The SOSA Technical Standards 1.0 are currently being reviewed and edited and are set to be released at the end of the second quarter of 2021.
“What SOSA is really trying to do is to create an open architecture for defense sensor platforms, just kind of plain and simple,” Mark Littlefield, vertical product manager at Kontron America, said. “The idea is that an open architecture will make it easier for system integration. It also will enable future technology insertions and system reconfiguration so that rather than today where you have to take out an entire box, do a whole new system, and put a whole new box onto the platform, perhaps we can do point updates where a particular technology now has a nice update, you want to take advantage so you take it out, you put it in the new one in. And the expectation is that everything should work fine along with it. It’s not quite that magic bullet, but certainly, it’s going to make that sort of thing easier.”
VPX standards, also referred to as VITA standards, define high-speed connectors in part to carry mappings for popular switched serial fabrics. These standards have been used for more than 10 years; however, they are very expansive, Littlefield said. SOSA simplifies this standard.
“What SOSA does is it really kind of whips things down to a bare minimum and says to build these kinds of systems, these are the components we want to use, both from a hardware standpoint and the software standpoint,” Littlefield said.
SOSA has added a new backplane concept to the VPX standards that adds apertures, Rodger Hosking, VP and co-founder of Pentek, said. These changes are important for optical input and output (I/O) and radio frequency (RF) signals which can impact radar and EW applications.
“One of the things for taking care of the RF and optical I/O that SOSA has aligned itself with is a new backplane concept where you have apertures or openings in the open VPX data 65 backplane,” Hosking said. “These are called apertures, and they’re intended to allow a more flexible configuration for I/O across the backplane.”
Hosking said it is important for radar and EW designs to have multi-channel RF signal IO, high-speed data converters to digitize high bandwidth, low latency I/O, precision navigation and timing, and precise channel synchronization.
The backplane apertures are a major benefit because the designs can be reconfigured by the system integrator to handle different types of I/O by attaching appropriate housing and connectors that screw into these openings, Hosking said.
Ken Grob, director of embedded computing architectures at Elma Electronic, said the flexibility in backplanes helps provide enough bandwidth and low latency interface types to help support missions.
“This flexibility lets the developer be able to configure the expansion plane the way you need it because it’s really hard to make a backplane that does everything,” Grob said. “So the idea here was to present a backplane that you could just stitch in the expansion any way you need to, and in some ways, you can use this to implement different types of systems.”

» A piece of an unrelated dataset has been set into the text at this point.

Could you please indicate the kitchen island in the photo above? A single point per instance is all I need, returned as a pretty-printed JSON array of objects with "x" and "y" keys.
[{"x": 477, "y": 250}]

Hosking said the backplane radio clock distribution is also really important for radar and EW applications. This is where the timing card is centrally located and distributes high speed.
“This is really important for coordinating the timing between cards and also between systems,” Hosking said. “But there’s even tighter timing control required, and that is for extremely low latency synchronization and triggering for multi-gigabit sample per second data converters. That has to be done in hardware. So there are some new general-purpose LBDS pins signed to the expansion plan added to VITA to support some of these requirements within SOSA.”
While the SOSA 1.0 standards are set to be released this year, they are still evolving.
“It’s still an evolving standard, but it’s clearly driving that change in that market,” Littlefield said. “It’s addressing problems of vendor interoperability, it’s addressing problems of future upgrades, and the basic problem of vendor lock, which is a real serious problem we need to remove from the industry to ease integration. And real the real goal is to enable the market to bring faster upgrades and faster deployment to the world.”